City’s top operating officer advises caution on library, rec center moves
By James R. Riffel
City News Service
The City Council was urged by a top city financial official to take “a cautious approach” to saving library and recreation center hours.
Chief Operating Officer Jay Goldstone, at the beginning of a three-day review of Mayor Jerry Sanders’ proposed budget for the upcoming fiscal year, said some of the suggestions that have been floated could have damaging consequences to the city’s financial picture.
Sanders’ plan to halve the hours at library and recreation facilities in the fiscal year that begins July 1 created a firestorm of opposition, and a number of ideas have been floated to find the $10.3 million needed to maintain operating schedules.
But Goldstone said some of the suggestions could impact the budget for the year after next, which already has a projected shortfall of $41 million.
“Nothing we are seeing today suggests there will be a silver bullet to make this deficit just disappear,” Goldstone said.
Items he specifically objected to:
• Raising anticipated revenues by $3 million because of growth in sales and hotel room taxes. Goldstone said that would represent a 13.5 percent to 14 percent increase over actual revenues from 2009, and future spending could be depressed by financial conditions.

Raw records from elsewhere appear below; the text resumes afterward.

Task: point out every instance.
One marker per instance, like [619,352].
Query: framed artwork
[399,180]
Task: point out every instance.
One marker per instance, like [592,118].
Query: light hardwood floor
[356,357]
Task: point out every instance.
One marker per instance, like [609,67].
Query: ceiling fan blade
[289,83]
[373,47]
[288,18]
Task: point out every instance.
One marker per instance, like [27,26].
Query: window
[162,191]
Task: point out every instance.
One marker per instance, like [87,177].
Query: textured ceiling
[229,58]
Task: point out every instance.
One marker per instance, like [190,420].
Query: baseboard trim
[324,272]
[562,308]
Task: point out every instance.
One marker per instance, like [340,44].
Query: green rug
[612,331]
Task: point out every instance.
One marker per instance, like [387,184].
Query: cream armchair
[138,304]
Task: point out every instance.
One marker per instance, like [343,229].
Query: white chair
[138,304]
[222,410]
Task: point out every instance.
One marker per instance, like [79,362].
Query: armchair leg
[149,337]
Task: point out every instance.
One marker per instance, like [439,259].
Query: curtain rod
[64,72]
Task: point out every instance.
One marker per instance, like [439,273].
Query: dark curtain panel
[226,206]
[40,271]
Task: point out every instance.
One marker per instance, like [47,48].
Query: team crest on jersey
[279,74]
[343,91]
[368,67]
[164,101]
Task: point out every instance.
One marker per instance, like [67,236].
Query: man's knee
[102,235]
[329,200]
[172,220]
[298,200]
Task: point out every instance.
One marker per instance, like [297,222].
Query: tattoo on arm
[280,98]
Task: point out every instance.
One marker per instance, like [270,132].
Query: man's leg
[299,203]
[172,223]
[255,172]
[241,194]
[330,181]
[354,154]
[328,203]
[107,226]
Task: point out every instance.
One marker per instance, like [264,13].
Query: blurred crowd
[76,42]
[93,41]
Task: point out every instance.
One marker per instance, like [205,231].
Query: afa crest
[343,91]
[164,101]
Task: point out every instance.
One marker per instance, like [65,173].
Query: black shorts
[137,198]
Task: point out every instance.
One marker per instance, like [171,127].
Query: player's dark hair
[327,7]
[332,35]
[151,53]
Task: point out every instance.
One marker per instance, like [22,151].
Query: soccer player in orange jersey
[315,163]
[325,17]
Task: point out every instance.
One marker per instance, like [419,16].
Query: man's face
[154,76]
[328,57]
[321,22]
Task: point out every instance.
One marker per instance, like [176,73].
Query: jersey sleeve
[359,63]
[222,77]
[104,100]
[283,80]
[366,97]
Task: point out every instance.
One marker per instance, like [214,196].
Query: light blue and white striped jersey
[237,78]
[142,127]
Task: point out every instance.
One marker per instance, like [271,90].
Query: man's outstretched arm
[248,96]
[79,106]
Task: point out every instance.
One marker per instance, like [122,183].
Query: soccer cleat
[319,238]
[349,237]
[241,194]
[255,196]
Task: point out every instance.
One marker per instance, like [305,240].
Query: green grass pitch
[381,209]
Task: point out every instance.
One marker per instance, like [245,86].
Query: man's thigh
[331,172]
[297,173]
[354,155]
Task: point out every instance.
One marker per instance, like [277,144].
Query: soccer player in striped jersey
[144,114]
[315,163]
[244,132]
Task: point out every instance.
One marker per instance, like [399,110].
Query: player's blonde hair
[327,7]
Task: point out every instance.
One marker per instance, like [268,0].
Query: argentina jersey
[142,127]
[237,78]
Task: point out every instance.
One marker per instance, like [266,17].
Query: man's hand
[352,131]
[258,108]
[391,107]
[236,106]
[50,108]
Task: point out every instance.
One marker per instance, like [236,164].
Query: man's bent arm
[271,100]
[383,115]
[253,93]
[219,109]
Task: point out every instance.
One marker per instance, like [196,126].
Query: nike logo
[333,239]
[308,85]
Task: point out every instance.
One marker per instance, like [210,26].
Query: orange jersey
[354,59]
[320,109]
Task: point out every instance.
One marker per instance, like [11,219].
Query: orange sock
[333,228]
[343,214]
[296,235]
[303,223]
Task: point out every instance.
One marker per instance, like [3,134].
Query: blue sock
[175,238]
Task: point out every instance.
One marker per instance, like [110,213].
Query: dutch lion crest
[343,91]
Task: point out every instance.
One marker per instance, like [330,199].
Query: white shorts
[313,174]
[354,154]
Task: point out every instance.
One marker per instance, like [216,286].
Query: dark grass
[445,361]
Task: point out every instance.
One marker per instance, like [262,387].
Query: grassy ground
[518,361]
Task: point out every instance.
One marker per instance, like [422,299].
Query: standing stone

Councilman Carl DeMaio added, “We got into this mess by over-estimating revenues.”
• Lowering the workers compensation fund by $1.4 million. Goldstone said that while claims are historically low, there has been an uptick this year in the total dollar amount and he doesn’t know if it’s an anomaly or a trend.
Ed Harris, the chief of the lifeguards union, said a few of them have been hurt in training accidents this year.
• Altering the schedule for ending the fire engine “brownout” policy. Eight engines were removed from service this year to save $11.5 million, and the mayor and City Council want them back in use.
The Independent Budget Analyst said some could be held off for a future year, with the continued
savings applied to other uses.
Goldstone said spending that money on something else would just add to the shortfall for the following fiscal year.
He also said that if the City Council adopted the various recommendations but did not apply them to library and recreation centers, the shortfall for the following fiscal year would be lower than $41 million.
DeMaio said the city could also stand to cut 15 to 20 of its nearly 250 management analysts and also save personnel expenses by consolidating media relations functions, which are spread across departments. The lieutenant and detective who handle those duties for the San Diego Police Department are doing “a great job” but should be out fighting crime, he said.
“My concern with this budget is we’re not bringing spending down in line with our revenues,” DeMaio said.
San Diego’s total budget for the next fiscal year is $2.75 billion, with a $1.1 billion general fund, which is where the money for discretionary spending is held.
The budgets for the Library and Parks and Recreation Departments are scheduled for examination on Thursday morning.